# Bespoke Rugs



## 1neil (Jan 28, 2012)

Evening all,

Has anyone used Bespoke Rugs (based near Leeds) in the last 12 months?
I have contacted them after a few people had recommended them in old posts. It seems Darren the previous owner has sold up.
I'm going over to them on Wednesday with a view to having a set of carpets made. I like the idea of them being custom fitted so that they fit better than the original Hobby carpets. Just got to find a carpet we both like 😉

Neil[align=right]


----------



## Imbiber (May 11, 2007)

I don't suppose anyone has had dealings with this company recently?

If so, any feedback you could provide would be greatly appreciated.

Thanks in advance.

Andy


----------



## stewartwebr (May 27, 2005)

Used to hear from Darren occasionally. Last time I heard he was running deliveries to some far off land between doing the bespoke rugs.
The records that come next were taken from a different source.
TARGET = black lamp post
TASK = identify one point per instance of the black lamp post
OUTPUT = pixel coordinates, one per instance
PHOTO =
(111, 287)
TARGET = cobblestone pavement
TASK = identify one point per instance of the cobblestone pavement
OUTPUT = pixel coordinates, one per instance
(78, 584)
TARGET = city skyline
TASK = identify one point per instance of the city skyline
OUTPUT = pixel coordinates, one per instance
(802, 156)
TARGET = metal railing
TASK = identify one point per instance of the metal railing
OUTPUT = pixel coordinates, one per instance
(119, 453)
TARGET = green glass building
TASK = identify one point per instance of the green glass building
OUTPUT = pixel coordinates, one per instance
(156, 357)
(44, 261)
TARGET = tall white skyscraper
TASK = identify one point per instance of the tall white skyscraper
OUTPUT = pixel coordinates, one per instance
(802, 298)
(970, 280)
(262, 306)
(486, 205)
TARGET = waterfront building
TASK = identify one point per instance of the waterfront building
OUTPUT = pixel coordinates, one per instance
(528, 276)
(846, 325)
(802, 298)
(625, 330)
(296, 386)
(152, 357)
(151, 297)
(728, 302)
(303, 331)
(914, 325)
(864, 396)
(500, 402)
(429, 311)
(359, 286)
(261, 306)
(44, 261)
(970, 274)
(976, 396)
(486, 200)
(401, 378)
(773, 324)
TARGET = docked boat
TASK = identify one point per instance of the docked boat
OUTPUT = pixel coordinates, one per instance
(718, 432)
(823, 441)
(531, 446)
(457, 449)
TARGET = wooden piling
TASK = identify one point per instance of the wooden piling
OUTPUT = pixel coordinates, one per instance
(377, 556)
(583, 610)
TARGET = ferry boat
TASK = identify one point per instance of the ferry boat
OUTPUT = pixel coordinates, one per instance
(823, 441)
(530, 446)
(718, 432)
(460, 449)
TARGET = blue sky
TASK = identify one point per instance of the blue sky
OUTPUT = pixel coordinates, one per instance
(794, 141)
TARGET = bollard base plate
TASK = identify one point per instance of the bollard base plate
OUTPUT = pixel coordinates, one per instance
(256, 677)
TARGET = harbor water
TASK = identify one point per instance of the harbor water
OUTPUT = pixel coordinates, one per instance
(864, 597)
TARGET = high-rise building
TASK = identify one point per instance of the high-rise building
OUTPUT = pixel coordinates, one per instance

I hope he is still in business as he really does/did deserve to be successful he really delivered a quality product to me on two separate occasions and is a really nice honest guy.


----------



## 1neil (Jan 28, 2012)

Hi Andy
After my original post we did pay a visit to Robert at Bespoke Rugs in July 2013. It was to his home address in Bramley, Leeds, as he'd had a knee operation and wasn't fully mobile. There were hundreds of carpet samples and I found Robert really helpful. If caroline had been able to find something she liked I would have been confident to use him. We still haven't sorted out any carpets!


----------



## rosalan (Aug 24, 2009)

1neil said:


> If caroline had been able to find something she liked I would have been confident to use him. We still haven't sorted out any carpets!


Not really adding to the thread other than to observe the genuine problem of choosing the 'right' carpet for anywhere.
My personal technique is to hold a sample beside my eye while looking at the place I wish the carpet to go. I know it may sound odd but I have found this process works for wallpaper and paint colours equally effectively.
Just something you look at can be very attractive in your mind but not look good when applied.
We had carpets and furnishings from Careavan, who had a huge selection, so I do know how hard it can be to find the right material.

Alan


----------



## teemyob (Nov 22, 2005)

Carpets are easy to make and get bound.

On Our Frankia, we used the old carpets as a template. Carefully cut around them and then took them to be bound (whipped).

The first set we made for the Frankia cost very little as they were remnants from Carpet Right.

Our new Motorhome came with no carpets so we used cardboard to make templates, marked the carpet and then cut them. They cost more for the same carpet that we liked from Carpet right as we had to buy them off the roll. They had no remnants left.

We used

Gladiator We liked the bronze, but they do other colours.

We got them bound by: RGN Flooring Supplies

RGN Flooring Supplies
Unit 1
Welkin Road
Stockport
Cheshire
SK6 2BH

Ask for Steve in Whipping or option 3.

TM


----------